There's a lot of puppy left in Cameron Latimer, the 30-year-old singer-songwriter from Ladysmith, BC. Performing songs from a songbook that he had for sale at the merch table, he can play a solid yet understated acoustic guitar. Yet it seemed as if Latimer was too polite to take any serious risks with his guitar or his lyrics, and his voice wasn't the most distinctive. With a little more dirt under his fingernails, gravel in his voice and a chip on his shoulder, though, he may soon distinguish himself.
This show almost didn't happen for Whitehorse, the husband and wife team of Luke Doucet and Melissa McClelland. Doucet was wicked sick, and only mustered the strength to continue thanks to regular doses of NeoCitran, to which McClelland coaxed the audience with, "Let's hear it for drugs!" Though his illness occasionally showed, making the learning process for the relatively new creative partnership obvious, Doucet put on a strong face and pulled off a commendable performance.
Doucet can play a mean guitar live. He attacks his arsenal of axes with the conviction of a bear separated from its cub, proving his Juno and Polaris Music Prize nominations were well earned. McClelland was no slouch either, matching Doucet's virtuosity with her powerful vocals. They are individually talented, but what made them special was their chemistry.
The duo were a little roughness around the edges, yet always completely there for one another. Every time Doucet would do his thing, laying down nasty riffs and choice picking, not to mention teasing out the twang with his whammy bar, she would be glowing, looking at him with resolute joy and passion, a deeply felt smile plastered across her face. They fleshed out their sound with looping pedals and random noise makers, keeping the variety of timbres fresh and rhythms strong, with Doucet often pumping out the icky thump on a kick drum and McClelland stomping her foot in time.

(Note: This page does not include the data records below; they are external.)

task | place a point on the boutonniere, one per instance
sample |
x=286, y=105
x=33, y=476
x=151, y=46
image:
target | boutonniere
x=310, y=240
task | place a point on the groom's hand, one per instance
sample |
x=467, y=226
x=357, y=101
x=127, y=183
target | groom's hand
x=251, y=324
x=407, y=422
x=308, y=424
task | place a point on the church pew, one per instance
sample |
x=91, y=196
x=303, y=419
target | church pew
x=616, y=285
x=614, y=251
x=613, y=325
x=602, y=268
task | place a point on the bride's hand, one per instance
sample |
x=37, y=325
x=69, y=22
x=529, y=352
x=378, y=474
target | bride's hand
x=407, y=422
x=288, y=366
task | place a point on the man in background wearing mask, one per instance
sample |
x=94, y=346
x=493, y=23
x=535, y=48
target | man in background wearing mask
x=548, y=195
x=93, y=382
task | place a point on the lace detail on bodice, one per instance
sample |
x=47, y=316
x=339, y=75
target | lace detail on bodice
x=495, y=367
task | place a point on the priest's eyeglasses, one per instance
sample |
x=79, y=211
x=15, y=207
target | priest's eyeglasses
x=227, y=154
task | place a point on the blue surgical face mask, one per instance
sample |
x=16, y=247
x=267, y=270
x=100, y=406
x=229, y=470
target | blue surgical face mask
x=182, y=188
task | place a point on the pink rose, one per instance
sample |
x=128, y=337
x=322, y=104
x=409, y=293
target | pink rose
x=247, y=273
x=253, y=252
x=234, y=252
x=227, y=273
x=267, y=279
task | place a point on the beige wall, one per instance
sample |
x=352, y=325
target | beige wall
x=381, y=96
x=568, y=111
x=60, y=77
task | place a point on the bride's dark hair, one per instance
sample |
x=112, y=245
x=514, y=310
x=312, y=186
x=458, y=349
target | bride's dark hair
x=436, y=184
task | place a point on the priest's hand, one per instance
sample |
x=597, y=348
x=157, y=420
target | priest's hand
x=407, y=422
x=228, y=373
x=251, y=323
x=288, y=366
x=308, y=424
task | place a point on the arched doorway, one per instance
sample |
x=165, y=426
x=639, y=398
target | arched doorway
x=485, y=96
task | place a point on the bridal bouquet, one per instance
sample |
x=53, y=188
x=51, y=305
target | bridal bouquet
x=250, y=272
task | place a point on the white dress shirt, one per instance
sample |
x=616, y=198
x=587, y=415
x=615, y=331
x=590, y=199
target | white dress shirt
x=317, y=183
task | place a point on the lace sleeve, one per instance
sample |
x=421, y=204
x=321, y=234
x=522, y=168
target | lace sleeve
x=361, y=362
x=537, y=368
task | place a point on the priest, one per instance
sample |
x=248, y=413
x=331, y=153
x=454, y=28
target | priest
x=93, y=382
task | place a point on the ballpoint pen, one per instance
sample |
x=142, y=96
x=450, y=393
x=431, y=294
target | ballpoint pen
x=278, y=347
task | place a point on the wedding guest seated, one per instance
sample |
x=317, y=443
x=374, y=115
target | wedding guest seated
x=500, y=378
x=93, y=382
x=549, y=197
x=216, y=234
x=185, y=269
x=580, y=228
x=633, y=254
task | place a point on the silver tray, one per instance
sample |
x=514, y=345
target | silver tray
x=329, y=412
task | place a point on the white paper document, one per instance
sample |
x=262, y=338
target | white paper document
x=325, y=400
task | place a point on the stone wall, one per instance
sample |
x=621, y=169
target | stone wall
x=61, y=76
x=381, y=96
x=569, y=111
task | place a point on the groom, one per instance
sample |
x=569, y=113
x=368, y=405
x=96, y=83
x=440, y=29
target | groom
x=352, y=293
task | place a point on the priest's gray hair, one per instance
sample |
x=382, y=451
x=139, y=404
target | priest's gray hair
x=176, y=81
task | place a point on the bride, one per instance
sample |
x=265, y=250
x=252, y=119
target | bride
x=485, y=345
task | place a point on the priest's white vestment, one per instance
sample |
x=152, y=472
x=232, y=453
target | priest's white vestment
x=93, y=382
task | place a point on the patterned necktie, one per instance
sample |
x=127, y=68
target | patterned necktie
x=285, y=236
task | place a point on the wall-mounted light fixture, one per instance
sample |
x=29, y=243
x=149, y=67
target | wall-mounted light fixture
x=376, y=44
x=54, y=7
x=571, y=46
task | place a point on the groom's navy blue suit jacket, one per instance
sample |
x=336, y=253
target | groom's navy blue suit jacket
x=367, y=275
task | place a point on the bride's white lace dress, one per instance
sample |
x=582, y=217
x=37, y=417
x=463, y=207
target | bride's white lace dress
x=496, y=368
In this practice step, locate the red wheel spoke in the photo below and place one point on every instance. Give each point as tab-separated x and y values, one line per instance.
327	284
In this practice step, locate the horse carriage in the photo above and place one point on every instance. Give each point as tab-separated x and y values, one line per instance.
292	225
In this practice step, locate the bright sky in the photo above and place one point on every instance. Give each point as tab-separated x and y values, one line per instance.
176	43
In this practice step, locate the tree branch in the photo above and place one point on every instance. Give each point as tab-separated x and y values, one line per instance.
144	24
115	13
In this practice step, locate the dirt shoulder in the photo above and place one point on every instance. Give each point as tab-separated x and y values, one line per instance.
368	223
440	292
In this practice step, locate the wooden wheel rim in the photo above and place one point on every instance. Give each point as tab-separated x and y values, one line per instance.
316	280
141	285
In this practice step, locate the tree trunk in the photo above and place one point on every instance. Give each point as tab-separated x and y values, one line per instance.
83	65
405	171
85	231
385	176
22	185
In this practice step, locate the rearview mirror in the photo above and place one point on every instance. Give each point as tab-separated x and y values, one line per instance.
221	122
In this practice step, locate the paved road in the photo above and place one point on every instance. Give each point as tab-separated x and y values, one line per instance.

Whitehorse performed as just the two of them, all except for one song; Doucet's daughter came out of the crowd for "Jolene," and did an admirable job filling the shoes of Dolly Parton. Whitehorse also covered the Bruce Springsteen hit "I'm on Fire" as it appears on their debut EP, with a twist ending from "At Last" in tribute to recently deceased R&B legend Etta James.
For the most part, though, they performed their new material and collaborative reworkings of their individual catalogues, receiving a standing ovation at the end of their set. They capped it all off splendidly by performing McClelland's "When the Lights Went Off in Hogtown" unplugged while walking around the audience in the dark for their encore, easily earning another ovation.